Purpose: Clinical diagnosis of posterosuperior rotator cuff tears remains uncertain due to a lack of evidence-based consensus. This review aimed to compare the diagnostic accuracy of commonly used clinical tests for posterosuperior rotator cuff tears.
Methods: The authors conducted an electronic literature search using Medline, Embase and the Cochrane library/Central, to identify original clinical studies reporting diagnostic accuracy of clinical tests to diagnose the presence of posterosuperior rotator cuff tears involving the infraspinatus, supraspinatus and/or teres minor.

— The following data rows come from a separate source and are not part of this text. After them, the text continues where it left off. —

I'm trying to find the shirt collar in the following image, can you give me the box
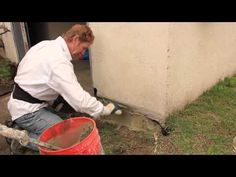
[55,36,72,61]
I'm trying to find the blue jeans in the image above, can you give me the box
[15,107,63,151]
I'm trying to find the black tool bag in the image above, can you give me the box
[52,95,76,114]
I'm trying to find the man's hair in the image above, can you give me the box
[63,24,94,43]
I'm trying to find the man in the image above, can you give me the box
[8,24,115,151]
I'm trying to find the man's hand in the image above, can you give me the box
[101,103,115,116]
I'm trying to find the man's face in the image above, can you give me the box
[71,36,91,60]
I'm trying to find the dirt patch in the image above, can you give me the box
[0,94,11,154]
[192,134,214,153]
[154,136,180,154]
[0,78,14,87]
[97,121,156,155]
[0,84,13,96]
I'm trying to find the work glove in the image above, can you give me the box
[101,102,123,116]
[101,103,115,116]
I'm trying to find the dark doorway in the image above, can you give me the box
[26,23,49,46]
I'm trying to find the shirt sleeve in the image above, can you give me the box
[47,61,104,118]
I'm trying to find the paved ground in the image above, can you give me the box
[0,85,13,96]
[72,59,94,95]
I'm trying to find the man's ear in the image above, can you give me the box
[74,35,81,45]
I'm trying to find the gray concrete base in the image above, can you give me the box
[101,109,161,132]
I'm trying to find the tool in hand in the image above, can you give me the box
[0,123,62,151]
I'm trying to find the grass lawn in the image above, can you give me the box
[0,58,12,80]
[98,75,236,154]
[165,76,236,154]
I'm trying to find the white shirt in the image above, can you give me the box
[8,36,104,121]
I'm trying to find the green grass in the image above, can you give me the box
[97,75,236,154]
[0,58,12,79]
[166,76,236,154]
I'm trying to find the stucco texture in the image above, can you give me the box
[89,23,236,122]
[166,23,236,113]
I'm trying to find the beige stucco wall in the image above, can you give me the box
[89,23,236,122]
[166,23,236,113]
[89,23,169,120]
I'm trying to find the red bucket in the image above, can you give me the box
[38,117,103,155]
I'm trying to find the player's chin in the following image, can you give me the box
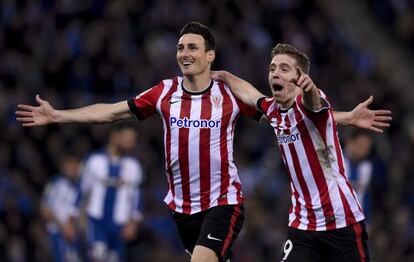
[181,69,194,76]
[272,94,282,103]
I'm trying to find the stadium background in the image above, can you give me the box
[1,0,413,261]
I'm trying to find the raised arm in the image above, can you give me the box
[333,96,392,133]
[211,71,265,109]
[16,95,133,126]
[293,68,322,111]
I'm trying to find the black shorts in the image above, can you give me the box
[281,221,370,262]
[172,204,244,262]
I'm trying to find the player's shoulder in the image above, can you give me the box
[260,96,276,107]
[121,156,142,168]
[85,150,107,164]
[211,79,230,90]
[48,174,64,185]
[158,76,182,89]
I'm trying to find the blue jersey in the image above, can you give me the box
[81,152,143,225]
[42,175,80,233]
[344,156,373,210]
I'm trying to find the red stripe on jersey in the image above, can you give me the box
[293,106,336,229]
[331,113,346,178]
[338,186,357,225]
[199,93,212,210]
[231,114,243,204]
[352,223,366,261]
[161,78,179,210]
[233,180,243,203]
[221,205,241,257]
[281,147,301,228]
[179,92,192,214]
[218,83,232,205]
[331,110,363,214]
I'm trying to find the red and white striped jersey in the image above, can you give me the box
[128,76,261,214]
[258,90,365,231]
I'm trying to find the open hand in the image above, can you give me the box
[16,95,56,126]
[349,96,392,133]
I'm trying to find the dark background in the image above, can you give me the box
[1,0,413,261]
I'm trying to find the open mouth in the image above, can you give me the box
[182,61,193,66]
[272,84,283,92]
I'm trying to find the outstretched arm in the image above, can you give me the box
[211,71,265,109]
[333,96,392,133]
[16,95,133,126]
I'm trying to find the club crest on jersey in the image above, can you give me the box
[210,95,222,109]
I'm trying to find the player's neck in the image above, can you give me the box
[107,145,121,162]
[278,88,301,110]
[182,72,211,93]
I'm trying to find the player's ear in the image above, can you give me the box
[207,50,215,64]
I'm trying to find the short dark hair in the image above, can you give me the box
[271,43,310,74]
[180,21,215,51]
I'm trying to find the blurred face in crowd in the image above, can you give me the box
[112,127,137,154]
[268,54,302,108]
[347,134,373,161]
[62,156,80,181]
[176,33,215,78]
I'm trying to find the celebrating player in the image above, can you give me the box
[211,43,391,261]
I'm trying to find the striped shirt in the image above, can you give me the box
[81,152,143,225]
[258,90,365,231]
[128,77,261,214]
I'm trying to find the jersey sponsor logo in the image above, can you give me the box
[277,133,300,144]
[169,116,221,129]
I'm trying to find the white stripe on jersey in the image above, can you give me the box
[223,85,241,204]
[208,86,224,208]
[188,95,202,213]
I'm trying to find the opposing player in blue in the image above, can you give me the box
[41,153,82,262]
[80,124,143,262]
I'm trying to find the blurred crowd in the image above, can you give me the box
[1,0,413,261]
[369,0,414,51]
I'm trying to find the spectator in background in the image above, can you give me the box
[344,130,375,226]
[80,124,143,262]
[41,153,81,262]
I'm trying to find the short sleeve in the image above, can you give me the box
[127,82,164,120]
[257,96,274,118]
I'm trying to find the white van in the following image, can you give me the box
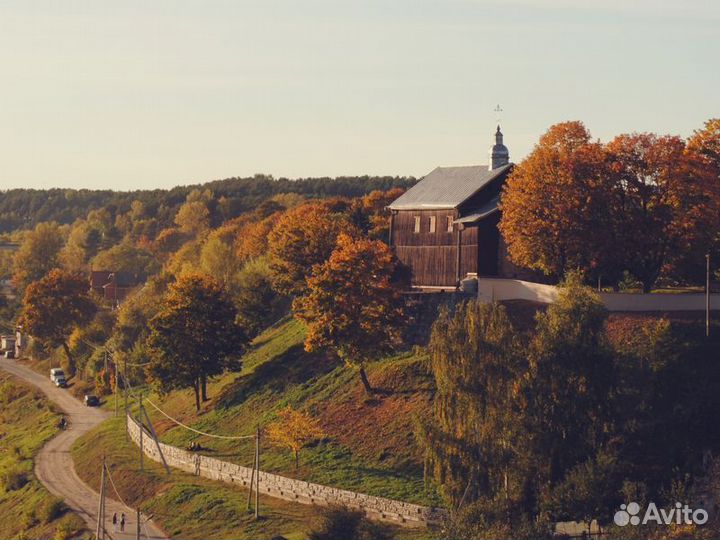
[50,368,67,388]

Results: The electronic literature search returned 1981 records, of which 14 articles were eligible. Among 17 tests included in the systematic review, 6 tests were eligible for meta-analysis: drop arm sign, Jobe test, external rotation lag sign, Hawkins-Kennedy test, Neer test and painful arc abduction test. According to QUADAS-2 criteria, risk of bias was low in 1 study, moderate in 2 and high in 4. The highest pooled sensitivity was 0.77 (CI 0.67-0.85), for the Jobe test, while the lowest pooled sensitivity was 0.38 (CI 0.01-0.98), for the drop arm sign.

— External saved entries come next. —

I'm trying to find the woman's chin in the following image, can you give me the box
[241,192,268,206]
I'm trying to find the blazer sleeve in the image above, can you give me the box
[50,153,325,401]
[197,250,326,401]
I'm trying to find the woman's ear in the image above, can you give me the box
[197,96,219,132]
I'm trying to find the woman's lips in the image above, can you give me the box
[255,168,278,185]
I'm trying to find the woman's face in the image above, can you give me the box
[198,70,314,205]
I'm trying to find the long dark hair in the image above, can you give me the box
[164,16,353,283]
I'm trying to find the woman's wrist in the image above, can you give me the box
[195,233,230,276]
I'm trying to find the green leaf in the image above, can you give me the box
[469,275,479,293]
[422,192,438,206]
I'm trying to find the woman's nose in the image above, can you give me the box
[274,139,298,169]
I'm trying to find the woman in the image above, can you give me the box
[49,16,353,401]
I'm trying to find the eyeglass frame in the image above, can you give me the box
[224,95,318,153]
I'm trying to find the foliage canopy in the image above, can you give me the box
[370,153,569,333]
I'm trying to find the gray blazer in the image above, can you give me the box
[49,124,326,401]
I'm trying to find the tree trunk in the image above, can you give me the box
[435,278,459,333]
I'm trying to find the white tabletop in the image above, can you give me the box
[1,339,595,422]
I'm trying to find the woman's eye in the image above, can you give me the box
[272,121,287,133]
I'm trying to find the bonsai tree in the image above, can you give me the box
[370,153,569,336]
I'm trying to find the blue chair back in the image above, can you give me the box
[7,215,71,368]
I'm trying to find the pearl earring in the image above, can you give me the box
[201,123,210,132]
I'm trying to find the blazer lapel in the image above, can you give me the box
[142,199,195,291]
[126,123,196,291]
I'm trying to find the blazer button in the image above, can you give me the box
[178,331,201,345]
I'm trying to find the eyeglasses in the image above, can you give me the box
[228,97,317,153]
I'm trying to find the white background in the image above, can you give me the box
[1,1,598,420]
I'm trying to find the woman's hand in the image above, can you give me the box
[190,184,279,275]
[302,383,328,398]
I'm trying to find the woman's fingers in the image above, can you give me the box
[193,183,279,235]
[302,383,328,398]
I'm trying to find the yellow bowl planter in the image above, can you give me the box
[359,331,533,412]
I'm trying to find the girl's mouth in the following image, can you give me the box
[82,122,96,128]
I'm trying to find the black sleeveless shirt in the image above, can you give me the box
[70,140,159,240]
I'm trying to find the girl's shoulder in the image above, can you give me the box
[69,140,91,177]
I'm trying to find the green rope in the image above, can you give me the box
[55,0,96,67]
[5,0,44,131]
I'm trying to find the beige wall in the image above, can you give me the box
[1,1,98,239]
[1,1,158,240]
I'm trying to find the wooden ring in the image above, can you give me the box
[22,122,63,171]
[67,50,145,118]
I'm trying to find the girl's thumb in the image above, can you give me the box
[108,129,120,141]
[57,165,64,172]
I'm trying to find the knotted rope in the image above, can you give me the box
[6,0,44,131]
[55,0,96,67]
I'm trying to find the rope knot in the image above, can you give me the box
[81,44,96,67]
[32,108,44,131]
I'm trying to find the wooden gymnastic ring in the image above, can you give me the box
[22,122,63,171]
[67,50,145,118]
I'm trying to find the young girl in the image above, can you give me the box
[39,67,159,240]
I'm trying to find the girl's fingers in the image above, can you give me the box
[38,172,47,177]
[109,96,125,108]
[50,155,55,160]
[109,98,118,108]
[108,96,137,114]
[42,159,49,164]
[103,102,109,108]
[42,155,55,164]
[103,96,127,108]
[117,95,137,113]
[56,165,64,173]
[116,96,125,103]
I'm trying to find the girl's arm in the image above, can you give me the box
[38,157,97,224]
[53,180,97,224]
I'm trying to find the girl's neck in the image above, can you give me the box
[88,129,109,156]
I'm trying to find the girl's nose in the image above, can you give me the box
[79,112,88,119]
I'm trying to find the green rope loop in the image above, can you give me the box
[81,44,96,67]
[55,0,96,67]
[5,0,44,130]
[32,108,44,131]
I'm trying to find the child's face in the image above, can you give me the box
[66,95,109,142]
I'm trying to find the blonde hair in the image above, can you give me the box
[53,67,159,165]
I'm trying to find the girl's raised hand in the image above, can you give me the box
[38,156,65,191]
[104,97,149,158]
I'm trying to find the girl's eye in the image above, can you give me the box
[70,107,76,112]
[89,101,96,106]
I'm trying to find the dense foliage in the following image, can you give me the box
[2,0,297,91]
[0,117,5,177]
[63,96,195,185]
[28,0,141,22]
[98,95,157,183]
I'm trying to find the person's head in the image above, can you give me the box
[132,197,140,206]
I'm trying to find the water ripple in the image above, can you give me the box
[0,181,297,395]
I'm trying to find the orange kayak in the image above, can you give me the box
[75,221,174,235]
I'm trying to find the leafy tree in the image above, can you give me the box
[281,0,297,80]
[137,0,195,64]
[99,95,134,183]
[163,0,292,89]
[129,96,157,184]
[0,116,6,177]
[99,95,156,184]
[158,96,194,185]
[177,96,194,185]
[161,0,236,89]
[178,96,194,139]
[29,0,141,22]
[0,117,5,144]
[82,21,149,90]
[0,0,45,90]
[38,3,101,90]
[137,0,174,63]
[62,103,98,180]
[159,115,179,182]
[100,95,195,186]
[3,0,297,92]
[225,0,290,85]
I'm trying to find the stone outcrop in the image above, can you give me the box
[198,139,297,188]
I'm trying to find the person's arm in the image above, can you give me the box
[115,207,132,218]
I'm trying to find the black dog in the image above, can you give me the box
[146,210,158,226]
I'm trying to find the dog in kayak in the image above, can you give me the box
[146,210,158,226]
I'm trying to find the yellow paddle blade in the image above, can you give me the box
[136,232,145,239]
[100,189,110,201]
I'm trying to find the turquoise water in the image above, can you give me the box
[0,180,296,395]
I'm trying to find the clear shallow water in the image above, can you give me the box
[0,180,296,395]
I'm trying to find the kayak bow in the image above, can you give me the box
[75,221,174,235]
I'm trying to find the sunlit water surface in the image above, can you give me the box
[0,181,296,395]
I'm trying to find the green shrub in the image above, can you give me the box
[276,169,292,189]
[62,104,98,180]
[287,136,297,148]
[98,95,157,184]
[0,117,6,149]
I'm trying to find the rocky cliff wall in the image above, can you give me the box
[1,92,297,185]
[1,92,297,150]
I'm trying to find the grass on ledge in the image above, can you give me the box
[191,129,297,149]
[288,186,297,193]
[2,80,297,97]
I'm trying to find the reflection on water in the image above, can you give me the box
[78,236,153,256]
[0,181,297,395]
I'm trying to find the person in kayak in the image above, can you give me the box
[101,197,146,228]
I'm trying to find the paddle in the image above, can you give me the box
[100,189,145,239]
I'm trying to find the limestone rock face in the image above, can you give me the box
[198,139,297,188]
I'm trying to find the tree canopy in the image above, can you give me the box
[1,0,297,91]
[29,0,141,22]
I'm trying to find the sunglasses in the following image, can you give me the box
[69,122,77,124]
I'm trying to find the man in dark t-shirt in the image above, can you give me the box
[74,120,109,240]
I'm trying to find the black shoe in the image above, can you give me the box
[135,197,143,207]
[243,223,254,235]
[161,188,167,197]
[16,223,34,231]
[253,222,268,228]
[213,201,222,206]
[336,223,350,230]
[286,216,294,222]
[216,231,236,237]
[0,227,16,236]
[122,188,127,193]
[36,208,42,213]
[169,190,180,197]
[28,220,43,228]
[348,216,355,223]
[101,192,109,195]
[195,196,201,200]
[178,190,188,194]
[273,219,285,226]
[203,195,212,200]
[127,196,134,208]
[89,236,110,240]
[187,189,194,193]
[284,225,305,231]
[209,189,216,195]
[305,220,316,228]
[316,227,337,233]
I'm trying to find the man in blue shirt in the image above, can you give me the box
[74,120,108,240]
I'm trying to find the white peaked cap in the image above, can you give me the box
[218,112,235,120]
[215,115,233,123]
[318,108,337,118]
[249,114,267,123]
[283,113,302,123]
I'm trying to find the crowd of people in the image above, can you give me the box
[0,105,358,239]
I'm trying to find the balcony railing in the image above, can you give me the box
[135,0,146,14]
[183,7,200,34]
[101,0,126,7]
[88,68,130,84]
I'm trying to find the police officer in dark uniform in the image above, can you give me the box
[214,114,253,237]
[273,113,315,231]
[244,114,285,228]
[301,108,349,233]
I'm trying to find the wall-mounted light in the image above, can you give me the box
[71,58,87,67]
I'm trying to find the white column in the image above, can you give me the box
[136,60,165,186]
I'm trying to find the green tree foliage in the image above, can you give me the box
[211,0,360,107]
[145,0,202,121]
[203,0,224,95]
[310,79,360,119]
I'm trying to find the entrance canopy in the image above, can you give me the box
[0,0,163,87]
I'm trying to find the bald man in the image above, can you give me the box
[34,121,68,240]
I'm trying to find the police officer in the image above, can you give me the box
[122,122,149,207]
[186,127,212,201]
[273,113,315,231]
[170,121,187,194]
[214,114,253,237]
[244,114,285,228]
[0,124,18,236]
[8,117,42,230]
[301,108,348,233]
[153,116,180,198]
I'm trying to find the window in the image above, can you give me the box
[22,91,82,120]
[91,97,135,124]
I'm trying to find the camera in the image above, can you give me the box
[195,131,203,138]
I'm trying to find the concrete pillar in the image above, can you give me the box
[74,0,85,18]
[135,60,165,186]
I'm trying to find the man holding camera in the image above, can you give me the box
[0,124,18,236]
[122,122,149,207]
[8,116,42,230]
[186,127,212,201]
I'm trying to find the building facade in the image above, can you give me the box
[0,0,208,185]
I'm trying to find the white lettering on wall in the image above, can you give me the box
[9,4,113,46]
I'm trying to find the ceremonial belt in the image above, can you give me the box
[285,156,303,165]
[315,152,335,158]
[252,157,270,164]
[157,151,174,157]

Conclusions: The Jobe test had the best pooled sensitivity, while the drop arm sign had the best pooled specificity. As no single clinical test is sufficiently reliable to diagnose posterosuperior rotator cuff tears, clinicians should consider various combinations of patient characteristics and clinical tests, as well as imaging modalities, to confirm diagnosis and select the appropriate treatment option. More reliable clinical diagnosis of posterosuperior rotator cuff tears could reduce the reliance on magnetic resonance imaging or arthrography and their associated costs and waiting times.
Level of evidence: Level II.
Keywords: Clinical tests; Diagnostic accuracy; Infraspinatus; Meta-analysis; Posterosuperior; Rotator cuff tear; Supraspinatus; Teres minor.